Een fascinerende canon van het menselijk lichaam aan de hand van 50 lichaamsdelen.
We hebben allemaal een lichaam, maar staan er zelden bij stil dat dit de erfenis in zich draagt van miljoenen jaren evolutie terug te zien in onze organen. Met elkaar vertellen die organen ons wie we zijn en hoe we zo zijn geworden.
Wat maakt bijvoorbeeld onze rug zo kwetsbaar? Wat is het nut van de balzak? Wat vertelt onze maag over ons voedsel? Waarom is bevallen voor mensen zo pijnlijk en ingewikkeld? Het antwoord op al deze vragen en nog veel meer ligt besloten in de evolutionaire geschiedenis.
Elk deel van ons lichaam, van onze tenen tot onze hersenen, is gevormd door een lang proces van aanpassingen, die onze overlevingskansen vergroten.
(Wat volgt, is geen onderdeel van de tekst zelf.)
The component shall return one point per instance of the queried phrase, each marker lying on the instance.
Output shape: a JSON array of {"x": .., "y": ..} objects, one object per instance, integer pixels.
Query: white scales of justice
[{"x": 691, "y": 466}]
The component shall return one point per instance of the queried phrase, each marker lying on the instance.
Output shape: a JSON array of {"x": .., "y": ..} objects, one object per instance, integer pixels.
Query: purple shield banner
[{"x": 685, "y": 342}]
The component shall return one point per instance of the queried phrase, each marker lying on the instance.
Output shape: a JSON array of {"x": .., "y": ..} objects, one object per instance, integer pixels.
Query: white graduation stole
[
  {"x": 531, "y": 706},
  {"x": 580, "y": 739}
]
In Het menselijk lichaam in 50 verhalen laat evolutiebioloog Nico van Straalen zien hoe onze voorouders werden beïnvloed door hun omgeving – en daarmee hoe ons lichaam is geworden wat het nu is. Daarbij zijn soms wonderlijke dingen gebeurd.
Je kunt de evolutionaire verhalen achter de organen op verschillende manieren lezen: begin met een willekeurig orgaan en laat je verrassen door het verhaal dat zich aandient, zoek een orgaan op dat je speciaal interesseert en lees het bijbehorende verhaal, of begin bijvoorbeeld met het laatste verhaal over de prefrontale cortex en ontdek wat ons het meest mens maakt.
Nico van Straalen is emeritus-hoogleraar aan de Vrije Universiteit Amsterdam, gespecialiseerd in dierecologie en evolutiebiologie. Behalve academische publicaties heeft hij vele columns en boeken geschreven voor een breed publiek, waaronder Evolueren wij nog? en Encyclopedie van de evolutiebiologie.
Uit het voorwoord:
Op d’anatomie t’Amsterdam
Aenschouwer die dit ziet, kom leer hier wat gy zijt.
En als gy yeder lidt en deel hebt overwoogen,
En nagespeurt, en uw onweetenheit beleydt,
En evenwel iets ziet, geloof dan door uw oogen,
Dat Godt met al zijn macht en goedertierenheit,
Hier ook in ’t minste lidt en deel verborgen leit.
(Laatste vijf regels van ‘In mensam anatomicam’, door Caspar Barlaeus (1639), uit het
Latijn vertaald door Geeraerdt Brandt, overgenomen uit P.S. Schull (1835, pp. 190-191).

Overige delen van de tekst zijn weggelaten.